- Born: August 16, 1967 (age 57)
- Citizenship: French
- Detained at: Guantanamo
- Other name(s): Redouane Khalid
- ISN: 173
- Status: Repatriated

= Ridouane Khalid =

French citizen (born 1967)

Ridouane Khalid (رضوان خالد; born 16 August 1967) is a French citizen who was held in extrajudicial detention in the United States Guantanamo Bay detention camps, in Cuba.

The Department of Defense says his birthdate is August 16, 1967.

Along with Khaled Ben Mustapha and Mustaq Ali Patel, he was the last French citizen held at the base. They were released in March 2005 and placed under formal investigation by a judge in Paris. Khalid has two brothers already under investigation for alleged terrorism-related matters.

Although originally convicted in France, his trial was overturned and he was released in February 2009.

==Habeas corpus petition==

A writ of habeas corpus, Redouane Khalid v.

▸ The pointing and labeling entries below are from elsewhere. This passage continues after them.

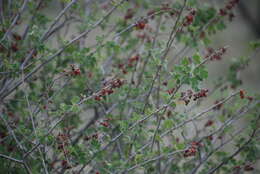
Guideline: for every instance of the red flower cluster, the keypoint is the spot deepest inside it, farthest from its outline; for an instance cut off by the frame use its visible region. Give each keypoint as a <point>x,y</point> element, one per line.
<point>65,165</point>
<point>193,149</point>
<point>16,36</point>
<point>75,71</point>
<point>248,167</point>
<point>200,94</point>
<point>170,91</point>
<point>189,18</point>
<point>188,95</point>
<point>227,9</point>
<point>218,105</point>
<point>130,63</point>
<point>209,123</point>
<point>242,95</point>
<point>140,25</point>
<point>94,136</point>
<point>215,55</point>
<point>129,14</point>
<point>109,88</point>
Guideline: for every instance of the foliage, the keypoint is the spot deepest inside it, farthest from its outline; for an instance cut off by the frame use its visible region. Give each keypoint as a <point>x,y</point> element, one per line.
<point>119,87</point>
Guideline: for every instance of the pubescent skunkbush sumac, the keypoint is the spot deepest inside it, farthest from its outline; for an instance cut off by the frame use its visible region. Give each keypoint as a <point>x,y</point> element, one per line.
<point>131,100</point>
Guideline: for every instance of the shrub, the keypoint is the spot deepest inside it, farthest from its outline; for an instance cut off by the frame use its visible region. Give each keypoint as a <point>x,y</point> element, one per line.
<point>131,100</point>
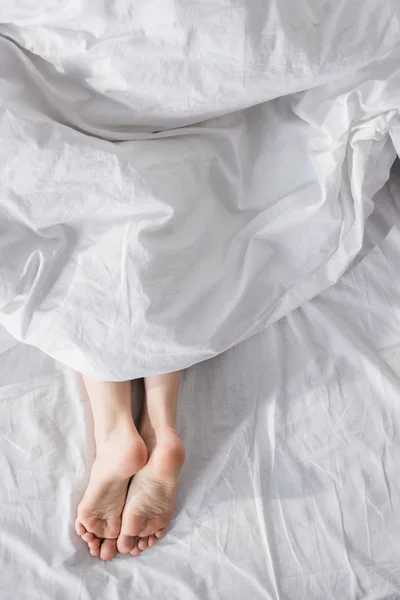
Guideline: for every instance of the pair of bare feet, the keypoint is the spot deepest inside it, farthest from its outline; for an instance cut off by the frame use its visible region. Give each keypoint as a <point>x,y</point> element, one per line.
<point>131,492</point>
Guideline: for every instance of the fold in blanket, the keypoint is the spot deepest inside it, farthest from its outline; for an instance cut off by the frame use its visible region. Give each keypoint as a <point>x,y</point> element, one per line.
<point>149,251</point>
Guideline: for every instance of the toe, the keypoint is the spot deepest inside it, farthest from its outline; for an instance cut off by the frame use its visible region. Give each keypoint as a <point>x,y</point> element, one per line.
<point>135,550</point>
<point>79,528</point>
<point>126,543</point>
<point>95,544</point>
<point>133,525</point>
<point>94,548</point>
<point>143,544</point>
<point>88,537</point>
<point>108,549</point>
<point>160,534</point>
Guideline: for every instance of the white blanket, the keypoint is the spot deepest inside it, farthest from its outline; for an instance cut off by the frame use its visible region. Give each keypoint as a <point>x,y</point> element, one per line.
<point>290,490</point>
<point>130,245</point>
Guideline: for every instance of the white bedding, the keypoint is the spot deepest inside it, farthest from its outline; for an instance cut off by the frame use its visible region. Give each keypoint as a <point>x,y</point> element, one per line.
<point>159,250</point>
<point>290,490</point>
<point>176,178</point>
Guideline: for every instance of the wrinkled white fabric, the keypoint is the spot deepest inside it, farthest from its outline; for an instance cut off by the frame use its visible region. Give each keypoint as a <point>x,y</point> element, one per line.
<point>290,490</point>
<point>130,245</point>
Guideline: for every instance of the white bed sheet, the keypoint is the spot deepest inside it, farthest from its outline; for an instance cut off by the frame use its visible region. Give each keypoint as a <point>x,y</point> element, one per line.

George W. Bush, was submitted on
Redouane Khalid's behalf.

==French trial==
Redouane Khalid, and four other French citizens, were convicted in 2007 of "criminal association with a terrorist enterprise."
They had their convictions overturned on appeal on February 24, 2009.
Their convictions were overturned because they were based on interrogations conducted in Guantanamo, and the interrogations were conducted by French security officials, not law enforcement officials.

On February 17, 2010, the Court of Cassation, a higher court, ordered a re-trial of the five men.